Le président Kennedy avait estimé que le message d'avertissement de « Sept jours en mai » était si significatif qu'il a accordé au réalisateur John Frankenheimer un permis pour filmer la scène d'émeute du côté de Pennsylvania Avenue de la Maison Blanche. Le film a été créé à Washington le 12 février 1964. Edmond O'Brien a été nominé aux Oscars pour son rôle de sénateur de longue date de Géorgie, Ray Clark (une pièce de théâtre sur la caisse de résonance humaine du président Johnson au Sénat américain – Richard Russell de Géorgie).


« The Best Man », réalisé par Franklin J. Schaffner, a été adapté au cinéma par Gore Vidal, d'après sa pièce de théâtre.

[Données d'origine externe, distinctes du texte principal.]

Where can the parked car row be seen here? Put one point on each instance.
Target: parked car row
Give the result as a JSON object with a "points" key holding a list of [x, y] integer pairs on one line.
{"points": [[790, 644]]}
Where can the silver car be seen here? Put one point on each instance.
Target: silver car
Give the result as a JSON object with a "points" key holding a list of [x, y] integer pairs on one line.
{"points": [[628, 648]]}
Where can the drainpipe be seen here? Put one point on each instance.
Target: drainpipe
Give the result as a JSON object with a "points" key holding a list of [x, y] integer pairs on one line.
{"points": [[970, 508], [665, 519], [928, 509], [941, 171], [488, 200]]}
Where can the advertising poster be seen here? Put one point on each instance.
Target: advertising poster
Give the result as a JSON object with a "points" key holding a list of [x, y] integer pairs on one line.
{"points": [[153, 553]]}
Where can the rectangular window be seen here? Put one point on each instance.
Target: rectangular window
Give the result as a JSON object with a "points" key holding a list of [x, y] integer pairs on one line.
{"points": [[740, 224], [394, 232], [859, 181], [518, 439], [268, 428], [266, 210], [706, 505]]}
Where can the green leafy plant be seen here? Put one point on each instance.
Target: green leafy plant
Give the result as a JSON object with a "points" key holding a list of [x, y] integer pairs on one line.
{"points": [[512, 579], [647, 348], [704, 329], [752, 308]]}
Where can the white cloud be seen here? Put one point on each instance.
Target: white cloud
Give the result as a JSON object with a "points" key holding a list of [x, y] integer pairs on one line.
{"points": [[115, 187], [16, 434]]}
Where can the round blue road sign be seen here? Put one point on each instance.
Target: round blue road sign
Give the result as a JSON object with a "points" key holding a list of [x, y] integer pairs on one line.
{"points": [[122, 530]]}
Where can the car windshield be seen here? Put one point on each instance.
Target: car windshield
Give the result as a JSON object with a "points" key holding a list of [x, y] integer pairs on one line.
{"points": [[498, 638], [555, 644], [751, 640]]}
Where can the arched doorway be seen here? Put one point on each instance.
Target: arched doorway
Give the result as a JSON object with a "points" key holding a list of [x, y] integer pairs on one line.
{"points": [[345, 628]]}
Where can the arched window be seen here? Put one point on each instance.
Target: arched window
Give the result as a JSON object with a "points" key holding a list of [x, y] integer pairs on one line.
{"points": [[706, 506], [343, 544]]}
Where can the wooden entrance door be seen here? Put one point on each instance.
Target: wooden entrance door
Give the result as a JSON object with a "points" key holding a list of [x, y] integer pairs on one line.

Il est sorti le 5 avril 1964. Le film dépeint la politique en coulisses impliquée dans les nominations présidentielles des principaux partis et met en vedette Henry Fonda, Cliff Robertson et Lee Tracy. Fonda et Roberston sont considérés comme des rivaux dans la candidature présidentielle de leur parti. Robertson, qui avait incarné JFK dans « Pt. 109 » (le président avait préféré le jeune Warren Beaty pour le rôle principal), incarne un sénateur conservateur préoccupé par le fossé des missiles entre les États-Unis et l'URSS. Le personnage de Fonda est un ancien secrétaire d'État dont le mariage a échoué, en partie à cause de son infidélité. Lors du congrès de leur parti à Los Angeles, ils se battent pour obtenir le soutien d'un ancien président mourant, joué par Tracy (et basé sur Harry Truman). L'ex-président ne fait confiance ni n'aime aucun des deux candidats. Le personnage de Robertson, Joe Cantwell, tombe sur des fichiers psychologiques divulgués sur William Russell de Fonda. L’ancien président désapprouve cette tactique de diffamation de dernière minute et soutient Russell. Russell se sent trahi lorsqu'il apprend que l'ancien président Hockstader a proposé la vice-présidence à trois candidats mineurs. Un membre du personnel de Russell informe Russell que Cantwell peut être lié à une affaire gay alors qu'il servait pendant la Seconde Guerre mondiale. L’arc moral du film dépend de la question de savoir si Russell utilisera cette information pour obtenir la nomination.

Les politiciens du monde réel connaissaient les craintes du public face à la bombe. À la mi-juin 1964, John P. Roche, chef d'Americans for Democratic Action, un groupe de pression libéral, encouragea l'attaché de presse du président Johnson, Bill Moyers, à diffuser des publicités d'attaque contre Goldwater. À cette époque, de telles publicités étaient rares et les publicités de campagne télévisées se concentraient sur ce que le candidat soutenu ferait et défendrait. La combinaison de la position intransigeante de Goldwater sur le bombardement du Vietnam et des craintes persistantes d’une guerre nucléaire a changé tout cela. Le jour de la Fête du Travail 1964, à 21h50, pendant la diffusion par NBC de leur « Monday Night Movie », « David and Bathsheba », une société démocrate a diffusé un spot de campagne de Johnson connu sous le nom de « Daisy Girl ». Dans la publicité, produite par l'agence Doyle Dane Bernbach, une petite fille arrache les pétales d'une marguerite tout en comptant à rebours de dix à un, avec en toile de fond une voix off masculine menaçante comptant jusqu'à l'explosion d'une bombe à hydrogène. Le seul autre dialogue de la publicité était la conclusion « Votez pour Lyndon Johnson le 7 novembre ». L'annonce n'a été diffusée qu'une seule fois.